Abstract
We propose a new supervised learning algorithm for classification and regression problems where two or more preliminary predictors are available. We introduce KernelCobra, a non-linear learning strategy for combining an arbitrary number of initial predictors. KernelCobra builds on the COBRA algorithm introduced by Biau et al. (2016), which combined estimators based on a notion of proximity of predictions on the training data. While the COBRA algorithm used a binary threshold to declare which training data were close and to be used, we generalise this idea by using a kernel to better encapsulate the proximity information. Such a smoothing kernel provides more representative weights to each of the training points which are used to build the aggregate and final predictor, and KernelCobra systematically outperforms the COBRA algorithm. While COBRA is intended for regression, KernelCobra deals with classification and regression. KernelCobra is included as part of the open source Python package Pycobra (0.2.4 and onward), introduced by Srinivasa Desikan (2018). Numerical experiments were undertaken to assess the performance (in terms of pure prediction and computational complexity) of KernelCobra on real-life and synthetic datasets.
Highlights
In the fields of machine learning and statistical learning, ensemble methods consist of combining several estimators to create a new, superior estimator
The KernelCobra algorithm introduced in the present paper aims to smoothen this data point selection process by introducing a kernel-based method to assigning weights to various points in the collective
We focus in the present paper on the introduction of KernelCobra and its variants, and its implementation in Python
Summary
In the fields of machine learning and statistical learning, ensemble methods consist of combining several estimators (or predictors) to create a new, superior estimator. Our method (KernelCobra) extends the COBRA (standing for combined regression alternative) algorithm introduced by Biau et al [6]. The COBRA algorithm is motivated by the idea that non-linear, data-dependent techniques can provide flexibility not offered by existing (linear) ensemble methods.
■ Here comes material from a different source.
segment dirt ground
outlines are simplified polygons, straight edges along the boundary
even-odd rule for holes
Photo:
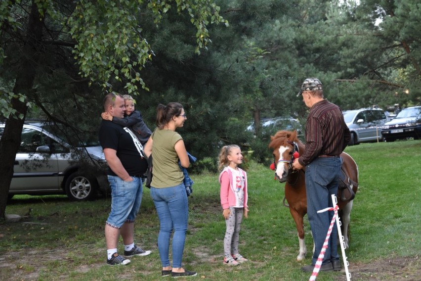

By using information of proximity between the training data and predictions on test data, training points are collected to perform the aggregate. The COBRA algorithm selects training points by checking whether the proximity is less than a data dependant threshold e, resulting in a binary decision (either keep the point or discard it). The KernelCobra algorithm introduced in the present paper aims to smoothen this data point selection process by introducing a kernel-based method to assigning weights to various points in the collective.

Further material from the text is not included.